The fact, I escaped him, proves, I am blessed!
I completely agree, with everything you have said here. Moral backruptcy is an inherent trait, as far as these Pakistani Muslim men are concerned. @Lynna
Amazingly sad account. It would be very good for you to improve your feeling of self worth. If you are Christian married to Muslim man you should still be seen as first wife with position of much honour. If he has disrespected this he has disrespected you. His words of love no matter how sweet they sound ring loud with falseness. Try not to waste to much time wondering about genuine or complete BS. If you has told the truth about what happened it's a no brainer.

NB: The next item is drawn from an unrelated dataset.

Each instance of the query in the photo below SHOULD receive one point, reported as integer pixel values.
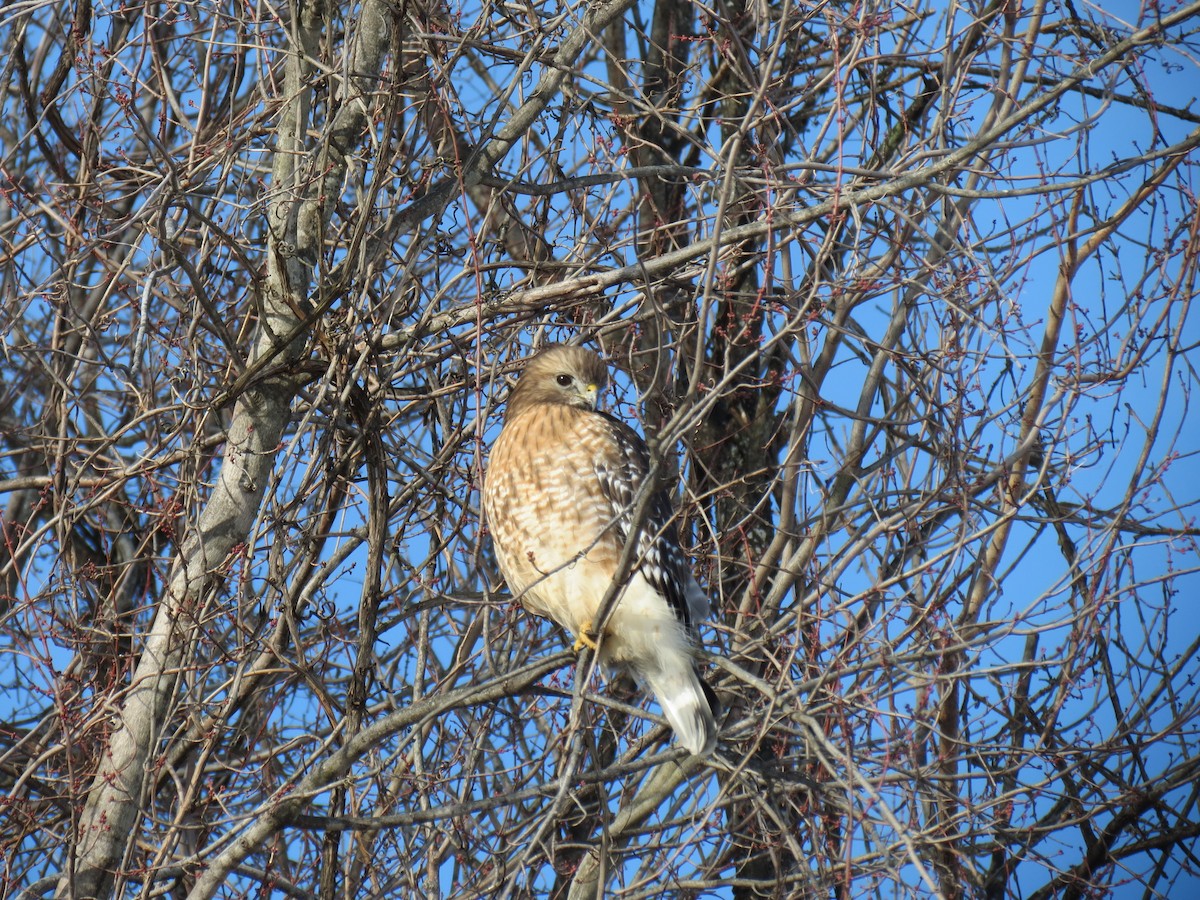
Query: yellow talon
(585, 639)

No, no, no I wasn't married to him. The good thing is, for the best part of our 5 years together, we were either in different countries or different time zones.
What hurts me most in the entire episode is, I had cared for this man, when he was sick to death and abandoned by his own family. I had helped him limp back to life, when he had virtually nothing on him. Sad, it is, that he took my affection for him, for my weakness. He took my goodness, for my weakness.

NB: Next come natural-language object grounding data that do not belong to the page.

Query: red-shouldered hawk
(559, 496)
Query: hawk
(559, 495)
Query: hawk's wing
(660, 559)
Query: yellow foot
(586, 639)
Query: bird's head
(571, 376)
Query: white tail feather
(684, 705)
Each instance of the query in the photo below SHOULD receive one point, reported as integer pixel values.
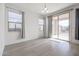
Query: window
(14, 20)
(41, 24)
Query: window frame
(15, 29)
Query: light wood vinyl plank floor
(42, 47)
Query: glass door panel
(64, 27)
(55, 27)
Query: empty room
(39, 29)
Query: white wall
(31, 27)
(72, 24)
(2, 28)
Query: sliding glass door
(60, 27)
(55, 27)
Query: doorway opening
(60, 27)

Yes, I was deeply traumatised, and suffered a lot in the past one year, but now, I think, I have healed. I am OK now. I think, I had a lesson to learn, which I have, but the hard way.
No I never responded to any of his antics. I, in fact, never spoke to him, again.
The only thing that pains me is there are so many similar stories emerging from across the world. These Pakistani Muslims, or Muslim men in general, play havoc with lives of non muslim women, and most of the non muslims are so not aware of their vile sides, that we learn things only once we've suffered at their hands. Is there no way out to curb this menace forever?